Si cultivas perejil en una cocina con poca luz, acércalo a una ventana luminosa evitando que las hojas estén pegadas a un cristal extremadamente caliente.
Cosecha primero las hojas exteriores y conserva el centro de la planta para que continúe produciendo nuevos tallos.
Preguntas frecuentes
¿Cada cuánto hay que regar el perejil en maceta?
No existe una frecuencia universal. Comprueba el sustrato y riega cuando los primeros 2-3 cm comiencen a secarse, mojando bien la tierra y dejando escurrir el exceso.
¿Las hojas amarillas volverán a ponerse verdes?

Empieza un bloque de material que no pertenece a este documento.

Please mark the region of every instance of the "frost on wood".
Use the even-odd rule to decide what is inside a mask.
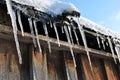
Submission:
[[[22,64],[22,56],[21,56],[21,51],[20,51],[20,46],[19,46],[18,36],[17,36],[16,15],[15,15],[14,10],[12,9],[11,0],[6,0],[6,5],[7,5],[8,13],[10,14],[10,17],[11,17],[11,22],[12,22],[12,27],[13,27],[13,33],[14,33],[14,38],[15,38],[15,44],[16,44],[16,49],[17,49],[17,53],[18,53],[19,63]]]
[[[21,22],[21,14],[20,14],[19,10],[17,11],[17,16],[18,16],[18,22],[19,22],[20,29],[21,29],[21,32],[22,32],[22,36],[24,36],[23,25],[22,25],[22,22]]]

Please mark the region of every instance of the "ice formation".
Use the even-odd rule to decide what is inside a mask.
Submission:
[[[48,49],[49,49],[49,52],[51,53],[50,39],[49,39],[49,35],[48,35],[47,26],[46,26],[45,23],[43,23],[43,28],[44,28],[46,39],[47,39],[47,43],[48,43]]]
[[[71,3],[65,3],[59,0],[13,0],[20,4],[33,6],[38,11],[45,13],[60,15],[62,12],[72,12],[79,10]]]
[[[11,0],[6,0],[6,4],[7,4],[7,9],[8,9],[8,14],[10,14],[10,17],[11,17],[11,22],[12,22],[12,27],[13,27],[13,33],[14,33],[19,63],[22,64],[22,56],[21,56],[21,51],[20,51],[20,46],[19,46],[18,36],[17,36],[17,23],[16,23],[15,11],[12,9]]]
[[[22,32],[22,36],[24,36],[24,30],[23,30],[23,25],[22,25],[22,22],[21,22],[21,15],[20,15],[19,10],[17,11],[17,16],[18,16],[18,22],[19,22],[20,29],[21,29],[21,32]]]
[[[42,49],[41,49],[41,45],[40,45],[40,41],[39,41],[39,37],[38,37],[38,30],[37,30],[37,26],[36,26],[36,21],[35,20],[33,21],[33,24],[34,24],[34,28],[35,28],[35,34],[36,34],[36,37],[37,37],[38,48],[39,48],[40,53],[42,53]]]
[[[33,21],[32,21],[31,18],[28,18],[28,22],[29,22],[29,25],[30,25],[30,31],[31,31],[34,47],[36,48],[37,44],[36,44],[35,34],[34,34],[34,30],[33,30]]]
[[[14,1],[16,3],[19,3],[19,4],[22,4],[22,5],[32,6],[32,7],[34,7],[34,9],[32,9],[32,10],[38,10],[38,11],[47,13],[47,14],[51,15],[52,18],[54,18],[58,15],[62,15],[63,12],[69,12],[69,13],[72,13],[73,11],[79,12],[79,10],[73,4],[61,2],[59,0],[45,0],[45,1],[43,1],[43,0],[12,0],[12,1]],[[15,14],[15,11],[12,9],[11,0],[6,0],[6,4],[7,4],[7,8],[8,8],[8,13],[10,14],[11,21],[12,21],[14,38],[15,38],[15,43],[16,43],[16,49],[17,49],[18,56],[19,56],[19,62],[22,63],[22,57],[21,57],[19,42],[18,42],[18,38],[17,38],[16,14]],[[22,8],[17,7],[17,9],[22,10],[24,8],[23,7]],[[27,14],[27,8],[25,8],[22,12]],[[38,12],[37,14],[39,14],[39,13],[40,12]],[[24,36],[24,30],[23,30],[23,25],[22,25],[21,15],[20,15],[19,10],[17,10],[17,16],[18,16],[18,22],[19,22],[19,25],[20,25],[22,35]],[[43,15],[42,15],[42,17],[43,17]],[[29,18],[28,18],[28,22],[29,22],[30,30],[31,30],[31,35],[32,35],[33,43],[34,43],[35,47],[38,46],[40,52],[42,52],[39,37],[38,37],[38,32],[37,32],[36,20],[34,18],[35,18],[35,16],[33,16],[33,15],[30,15]],[[39,18],[41,18],[41,16]],[[44,18],[46,20],[46,17],[44,17]],[[75,66],[76,66],[75,57],[74,57],[73,49],[72,49],[74,41],[73,41],[73,35],[72,35],[71,31],[73,31],[78,45],[79,45],[79,38],[78,38],[78,35],[77,35],[77,32],[76,32],[76,28],[74,27],[75,25],[72,23],[71,18],[78,25],[78,30],[79,30],[79,32],[82,36],[83,44],[84,44],[84,47],[85,47],[85,50],[86,50],[86,53],[87,53],[87,56],[88,56],[88,60],[89,60],[91,69],[92,69],[92,63],[91,63],[91,59],[90,59],[90,55],[89,55],[89,51],[88,51],[86,35],[85,35],[84,28],[83,28],[82,25],[84,25],[85,27],[87,27],[91,30],[94,30],[96,32],[96,34],[97,34],[96,38],[97,38],[99,48],[101,48],[101,46],[103,46],[103,48],[105,49],[105,47],[106,47],[105,46],[105,39],[104,39],[105,37],[103,35],[107,36],[109,47],[111,49],[113,58],[115,60],[115,56],[114,56],[115,53],[114,53],[114,50],[113,50],[114,46],[112,45],[112,43],[116,41],[116,38],[117,39],[120,38],[120,35],[118,33],[115,33],[115,32],[113,32],[113,31],[111,31],[111,30],[109,30],[105,27],[97,25],[94,22],[92,22],[92,21],[90,21],[90,20],[88,20],[84,17],[67,16],[66,18],[69,19],[70,22],[64,21],[63,22],[64,26],[61,26],[61,29],[62,29],[62,33],[66,34],[68,43],[70,44],[70,51],[71,51],[71,55],[73,57],[73,61],[74,61]],[[37,19],[38,19],[38,17],[37,17]],[[51,44],[50,44],[50,39],[49,39],[49,34],[48,34],[48,29],[47,29],[48,26],[46,26],[47,21],[45,21],[43,18],[41,18],[40,20],[43,22],[43,29],[44,29],[44,32],[45,32],[45,35],[46,35],[49,52],[51,53]],[[50,19],[47,19],[47,20],[50,23],[50,27],[54,28],[54,31],[55,31],[55,34],[56,34],[56,37],[57,37],[57,41],[58,41],[58,45],[60,46],[60,39],[59,39],[60,35],[58,34],[58,31],[57,31],[56,22],[51,21]],[[61,23],[61,24],[63,24],[63,23]],[[101,33],[102,35],[100,35],[98,33]],[[108,36],[111,36],[112,38],[109,38]],[[100,41],[102,42],[102,45],[100,44]],[[115,44],[115,50],[116,50],[117,56],[120,60],[120,53],[119,53],[119,46],[118,45],[120,45],[120,43]]]

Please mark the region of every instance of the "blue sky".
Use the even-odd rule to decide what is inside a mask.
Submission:
[[[120,0],[61,0],[73,3],[81,16],[120,33]]]

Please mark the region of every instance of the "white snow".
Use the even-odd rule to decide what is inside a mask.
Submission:
[[[86,27],[96,31],[97,33],[102,33],[104,35],[112,36],[120,39],[120,34],[116,33],[106,27],[100,26],[84,17],[80,17],[80,24],[85,25]]]
[[[60,15],[63,11],[72,12],[79,10],[72,4],[59,0],[13,0],[17,3],[33,6],[38,11]]]

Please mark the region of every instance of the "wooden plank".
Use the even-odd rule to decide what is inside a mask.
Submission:
[[[93,63],[93,77],[95,80],[106,80],[103,74],[103,69],[102,69],[102,65],[100,62],[99,58],[93,58],[92,57],[92,63]]]
[[[86,80],[94,80],[93,72],[91,71],[87,56],[82,55],[81,61],[82,61],[83,69],[85,72]]]
[[[77,76],[78,80],[86,80],[85,73],[83,70],[83,65],[81,61],[81,55],[80,54],[75,54],[75,59],[76,59],[76,70],[77,70]]]
[[[0,40],[0,80],[20,80],[15,48],[5,40]]]
[[[49,53],[47,50],[47,60],[49,80],[67,80],[63,54],[56,50]]]
[[[0,80],[29,80],[27,53],[25,44],[21,44],[23,64],[18,62],[18,55],[13,41],[0,39]]]
[[[112,61],[105,60],[104,61],[106,73],[107,73],[107,78],[108,80],[119,80],[117,69],[115,68],[115,64]]]
[[[64,52],[64,61],[67,73],[67,80],[78,80],[76,67],[71,53]]]

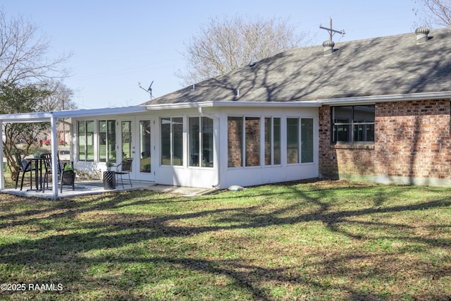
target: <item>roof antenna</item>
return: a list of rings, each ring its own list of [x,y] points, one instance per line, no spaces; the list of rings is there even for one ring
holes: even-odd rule
[[[154,97],[152,96],[152,84],[153,83],[154,83],[154,81],[152,80],[152,82],[150,83],[150,85],[149,86],[149,88],[147,90],[145,90],[141,86],[141,82],[138,82],[138,86],[140,86],[140,87],[143,90],[144,90],[145,92],[149,92],[149,94],[150,94],[151,99],[154,98]]]
[[[323,26],[321,26],[321,25],[319,25],[319,27],[322,30],[326,30],[327,31],[329,32],[329,41],[332,41],[332,37],[333,36],[334,33],[339,33],[341,35],[341,37],[343,37],[343,36],[345,35],[345,34],[346,32],[345,32],[345,30],[341,30],[340,31],[338,30],[335,30],[332,29],[332,18],[329,17],[329,28],[327,27],[323,27]]]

Normalmente no. Puedes retirarlas cuando estén completamente amarillas. Para valorar la recuperación, observa el color y vigor de las hojas nuevas.
¿Debo poner piedras en el fondo para mejorar el drenaje?
No sustituyen a los agujeros de drenaje ni corrigen un sustrato inadecuado. Es más útil utilizar una maceta perforada y una mezcla aireada que permita evacuar el exceso de agua.
¿Cómo sé si el problema es realmente exceso de agua?
El sustrato permanece muy húmedo durante días, la maceta pesa constantemente, aparecen hojas amarillas y el crecimiento pierde vigor. Si además las raíces están marrones y blandas, puede existir deterioro radicular. Corrige primero el drenaje y el riego antes de buscar otras causas.